Replace 200 with your desired minimum sequence length.
input.fasta is your input FASTA file.
output.fasta will contain sequences with lengths ≥ 200.

5. Online Tools and Software

a. Bioawk

Bioawk is an extension of AWK designed for bioinformatics. It simplifies parsing of FASTA files.

Installation:

git clone https://github.com/lh3/bioawk
cd bioawk
make
sudo cp bioawk /usr/local/bin/

Usage:

bioawk -c fastx -v min_length=200 '{ if(length($seq) >= min_length) { print ">"$name; print $seq }}' input.fasta > output.fasta

b. SeqKit

SeqKit is a cross-platform and ultrafast toolkit for FASTA/Q file manipulation.

Installation:

wget https://github.com/shenwei356/seqkit/releases/download/v2.0.0/seqkit_linux_amd64.tar.gz
tar -zxvf seqkit_linux_amd64.tar.gz
sudo mv seqkit /usr/local/bin/

Usage:

seqkit seq -m 200 input.fasta > output.fasta

c. Galaxy

Galaxy is an open-source platform for data-intensive biomedical research. It provides a web-based interface for filtering FASTA files by length.

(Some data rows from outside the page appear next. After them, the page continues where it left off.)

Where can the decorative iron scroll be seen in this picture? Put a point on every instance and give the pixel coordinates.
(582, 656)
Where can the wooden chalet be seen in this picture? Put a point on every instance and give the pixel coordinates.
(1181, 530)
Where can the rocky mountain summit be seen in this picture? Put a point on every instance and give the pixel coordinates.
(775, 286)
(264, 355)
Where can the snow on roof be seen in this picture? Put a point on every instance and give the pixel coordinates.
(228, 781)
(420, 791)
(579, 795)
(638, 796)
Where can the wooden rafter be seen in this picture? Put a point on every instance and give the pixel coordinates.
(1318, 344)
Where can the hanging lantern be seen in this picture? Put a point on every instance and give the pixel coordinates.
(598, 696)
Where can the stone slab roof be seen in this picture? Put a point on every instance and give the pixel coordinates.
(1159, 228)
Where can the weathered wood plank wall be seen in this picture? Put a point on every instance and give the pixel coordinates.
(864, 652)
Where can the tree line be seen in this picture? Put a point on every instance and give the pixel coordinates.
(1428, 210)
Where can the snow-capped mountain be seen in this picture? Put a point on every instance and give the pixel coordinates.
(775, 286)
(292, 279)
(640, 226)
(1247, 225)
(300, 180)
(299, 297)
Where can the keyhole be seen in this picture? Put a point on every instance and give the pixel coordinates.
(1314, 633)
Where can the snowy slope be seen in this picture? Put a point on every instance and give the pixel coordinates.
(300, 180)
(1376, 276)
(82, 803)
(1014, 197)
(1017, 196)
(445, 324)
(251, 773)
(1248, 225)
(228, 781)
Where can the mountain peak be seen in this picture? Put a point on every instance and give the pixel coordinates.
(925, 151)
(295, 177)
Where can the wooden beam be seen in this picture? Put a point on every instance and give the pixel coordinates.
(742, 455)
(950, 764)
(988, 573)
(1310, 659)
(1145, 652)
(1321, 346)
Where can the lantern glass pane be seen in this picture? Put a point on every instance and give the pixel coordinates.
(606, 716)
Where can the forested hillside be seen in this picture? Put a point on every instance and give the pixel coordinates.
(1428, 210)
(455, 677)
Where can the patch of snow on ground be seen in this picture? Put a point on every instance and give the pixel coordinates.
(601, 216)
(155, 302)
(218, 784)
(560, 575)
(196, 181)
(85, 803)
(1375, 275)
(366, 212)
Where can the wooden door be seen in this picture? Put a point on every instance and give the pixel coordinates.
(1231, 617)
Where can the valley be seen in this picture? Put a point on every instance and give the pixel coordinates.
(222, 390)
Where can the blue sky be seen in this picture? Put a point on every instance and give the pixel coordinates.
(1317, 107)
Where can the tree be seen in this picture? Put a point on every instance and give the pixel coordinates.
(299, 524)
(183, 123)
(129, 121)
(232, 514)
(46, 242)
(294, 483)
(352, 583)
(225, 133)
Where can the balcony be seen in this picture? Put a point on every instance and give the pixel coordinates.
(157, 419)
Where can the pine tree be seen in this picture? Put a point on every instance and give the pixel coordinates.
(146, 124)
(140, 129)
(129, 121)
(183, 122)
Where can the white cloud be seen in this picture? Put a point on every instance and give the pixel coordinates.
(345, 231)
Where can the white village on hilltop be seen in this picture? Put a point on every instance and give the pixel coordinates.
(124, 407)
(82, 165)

Website: https://usegalaxy.org/
Tool: “Filter by length” under “FASTA manipulation.”

Conclusion

Filtering a multi-FASTA file by sequence length can be done using various tools and programming languages. Choose the method that best fits your workflow and environment. For quick tasks, online tools like Galaxy or command-line tools like Bioawk and SeqKit are highly recommended.